С этого дня он стал еще внимательнее относиться к воспитаннице, потихоньку давал ей и другие книжки, которые не следовало показывать матушке. А потом… Потом, научил получать удовольствие от ласк, не переходя опасной границы. В первый раз Анна отдалась его рукам с легким испугом, слегка сопротивляясь. Но учитель был опытен, и уже через несколько мгновений ее тело пронзил столь сладостный трепет, какого она никогда не испытывала прежде. Подавляемая чувственность поднялась горячей волной и затопила остатки благоразумия, уничтожила стыд. Она стала сама изыскивать способы встречаться с учителем наедине. Ранее не особенно восприимчивая к звукам скрипки и клавесина, она неистово «полюбила музыку» и, радуя матушку, перестала убегать от уроков.
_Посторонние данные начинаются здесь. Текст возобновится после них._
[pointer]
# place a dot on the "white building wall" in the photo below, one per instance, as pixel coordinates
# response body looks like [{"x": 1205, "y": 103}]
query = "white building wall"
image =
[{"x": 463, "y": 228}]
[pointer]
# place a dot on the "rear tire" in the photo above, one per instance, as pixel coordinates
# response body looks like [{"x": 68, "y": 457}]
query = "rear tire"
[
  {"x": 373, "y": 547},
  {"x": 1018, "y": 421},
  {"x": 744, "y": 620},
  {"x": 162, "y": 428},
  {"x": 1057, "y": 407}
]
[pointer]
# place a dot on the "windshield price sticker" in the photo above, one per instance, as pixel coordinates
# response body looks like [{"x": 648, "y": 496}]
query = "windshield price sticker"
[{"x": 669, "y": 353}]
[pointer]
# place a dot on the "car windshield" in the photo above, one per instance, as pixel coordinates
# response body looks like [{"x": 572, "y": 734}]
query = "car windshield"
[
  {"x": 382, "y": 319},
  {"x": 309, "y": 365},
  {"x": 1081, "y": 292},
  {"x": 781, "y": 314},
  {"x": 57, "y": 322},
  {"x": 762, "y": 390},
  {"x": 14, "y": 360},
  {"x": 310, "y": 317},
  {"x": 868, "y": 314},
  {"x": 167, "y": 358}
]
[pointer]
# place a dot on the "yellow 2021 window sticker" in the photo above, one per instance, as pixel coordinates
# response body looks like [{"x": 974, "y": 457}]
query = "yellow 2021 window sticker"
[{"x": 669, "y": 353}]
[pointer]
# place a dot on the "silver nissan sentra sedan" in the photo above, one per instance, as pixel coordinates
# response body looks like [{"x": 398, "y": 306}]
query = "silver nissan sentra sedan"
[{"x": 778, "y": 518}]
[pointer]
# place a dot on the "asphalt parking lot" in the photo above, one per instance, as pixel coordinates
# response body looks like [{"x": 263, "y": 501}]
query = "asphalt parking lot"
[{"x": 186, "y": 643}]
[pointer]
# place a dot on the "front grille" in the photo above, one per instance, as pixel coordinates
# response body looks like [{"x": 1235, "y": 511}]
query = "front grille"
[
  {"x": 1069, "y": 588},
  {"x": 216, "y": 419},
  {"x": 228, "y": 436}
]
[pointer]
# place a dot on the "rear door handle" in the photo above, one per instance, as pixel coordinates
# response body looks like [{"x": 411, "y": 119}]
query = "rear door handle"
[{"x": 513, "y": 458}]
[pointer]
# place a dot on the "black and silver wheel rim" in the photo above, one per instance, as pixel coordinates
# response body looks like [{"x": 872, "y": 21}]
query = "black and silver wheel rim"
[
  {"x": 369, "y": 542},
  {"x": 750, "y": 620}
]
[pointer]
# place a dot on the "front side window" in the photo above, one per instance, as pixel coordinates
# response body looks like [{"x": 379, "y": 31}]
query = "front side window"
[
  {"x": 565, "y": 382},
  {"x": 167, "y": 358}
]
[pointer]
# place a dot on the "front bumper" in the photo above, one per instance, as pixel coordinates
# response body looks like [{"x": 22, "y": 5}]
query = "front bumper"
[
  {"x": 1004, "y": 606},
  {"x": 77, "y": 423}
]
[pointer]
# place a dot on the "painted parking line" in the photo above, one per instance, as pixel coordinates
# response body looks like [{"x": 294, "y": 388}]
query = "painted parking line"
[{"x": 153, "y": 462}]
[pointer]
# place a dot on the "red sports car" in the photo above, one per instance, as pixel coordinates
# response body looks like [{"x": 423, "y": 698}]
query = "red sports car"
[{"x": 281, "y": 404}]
Но однажды за подобными «упражнениями» их застала няня…. Мсье Лагри вынужден был спешно покинуть дом. К удивлению матушки, Анна пережила его отъезд спокойно. Так же спокойно она выдержала и причитания родительницы. Иногда, по утрам в постели, она вспоминала француза. Грудь ее начинала волноваться, а руки блуждали по телу, отыскивая и каждый раз находя уголки наслаждения. Дело обычное, почти все девочки занимаются этим. Сбросив одеяло и раздвинув колени, она неистово терзала себя, доводя до изнеможения.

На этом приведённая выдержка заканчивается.